The Princess Bride (1987)

Fantasy was a major film genre from the 80s, with fairy tales out to grab an adult market sick of stars, wars, treks and black holes. Ranging from the Tom Cruise ‘shirt-off’ trash in ‘Legend’, to the dark haunting dystopia of Michelle Pfeiffer and Rutger Hauer in ‘Ladyhawke’ or the hallucinogenic ‘Labyrinth’ with David Bowie chewing the cardboard sets as the prince of the goblins. ‘Hawke the Slayer’ and ‘Kull the Conquerer’ seemed to give any fantasy film with the word ‘the’ in the title a bad reputation. But that was until the high camp antics of ‘The Princess Bride’ took these stereotypes and crushed them together with pirates, sword fights, giants, screaming eels and ‘rodents of unusual size’, otherwise known as ‘ROUS’s’.

With a cast as diverse as Andre the Giant, Billy Crystal, Mandy Patinkin, Robin Wright Penn and Peter Falk, plus numerous famous character actors hamming gleefully around the fantasy landscape of Guilder and Florin, climbing the ‘cliffs of insanity’ and setting sail with the dread pirate Cummerbund past the fire swamp in search of the six-fingered man, this movie takes nothing seriously.

The sumptuous scenery and complete believability by the actors in what they are doing makes up for the script of silly lines, which includes gems like “do not keep using that word, I do not think it means what you think it means?” Cary Elwes is dreadfully earnest when he utters lines like, “there are so few perfect breasts in the world … it would be a shame to spoil those”.

The movie has leapt into popular culture in episodes of ‘The Simpsons’ and ‘Family Guy’ respectively, and is possibly the most quoted film (after Monty Python) at conventions of gamers and in circles of a certain age reliving their youth…when a problem was only a sword fight or a perfect kiss away.

allank

Comments

2 Responses to “The Princess Bride (1987)”
  1. Erika says:

    “this movie takes nothing seriously”?
    How could you even say that! based on the 1973 novel, the movie helped animate a story into becoming one of the top 100 greatest loves stories of all time! battling the ROUS for love is a very powerful thing my friend.

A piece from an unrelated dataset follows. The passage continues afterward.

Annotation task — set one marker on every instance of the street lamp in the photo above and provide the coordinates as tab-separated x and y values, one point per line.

This movie still creates sighs with women around the globe with the utterance of the line “As you wishhhhhhhh”

    Also, does the line “My name is Inigo Montoya, you killed my father, prepare to die” mean nothing to you? Revenge! what could be more serious.

    The Princess Bride is a cult post modern classic that has the power to turn you into a kid again.

    “a script of silly lines”??? silly no, witty yes. Good enough to live on over 20yrs later, yes.

    This review is…”inconceivable”

  2. @the80sareback Can I have The princess Bride on DVD for xmas? My VHS copy is redundant. http://tiny.cc/uIiSN
    This comment was originally posted on Twitter

  3. Allan says:

    No NO NOOO…. an error

    I wrote Kull the conquerer where I should have written KRULL ( first movie for Robbie Coltrane AND Liam Neeson)

    sword and sorcery schlock at its finest!!